ELEIÇÕES 2026

BRASÍLIA – Arquiteto do impeachment da ex-presidente Dilma Rousseff (PT), condenado e preso por corrupção na esteira da Lava Jato, o carioca Eduardo Cunha, de 67 anos, pretende voltar à Câmara dos Deputados concorrendo por Minas Gerais em 2026.

Ao mesmo tempo em que mantém influência, com a filha Dani Cunha (União Brasil-RJ) como deputada federal, ele tenta construir um reduto eleitoral no Triângulo Mineiro. A base é Uberaba, onde já atua no futebol, agronegócio e em rádios e igrejas evangélicas.
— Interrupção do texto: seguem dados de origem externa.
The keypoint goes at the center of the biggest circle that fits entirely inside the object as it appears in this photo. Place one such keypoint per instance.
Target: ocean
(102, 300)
Torcedor do Flamengo, Cunha tornou-se patrocinador do Uberaba Sport Club, centenário time da cidade escolhida como base eleitoral, que disputa a segunda divisão do Campeonato Mineiro – é o lanterna do Grupo A; são dois grupos com seis equipes cada. 

“Olá! Eu sou Eduardo Cunha, da nossa Rádio Maravilha, que está sendo instalada em Uberaba. Passo aqui para desejar todo sucesso ao Uberaba Sport Club nessa sua luta para chegar à primeira divisão. Contem conosco. Um abraço”, comunicou Cunha em rede social em abril.

A Rádio Maravilha, do ex-deputado federal, se comprometeu a transmitir todos os jogos do Uberaba. Fundado em 1917, o clube, que tem o boi zebu como mascote, não participa da primeira divisão do Mineiro desde 2012, quando foi rebaixado ao ficar na última colocação.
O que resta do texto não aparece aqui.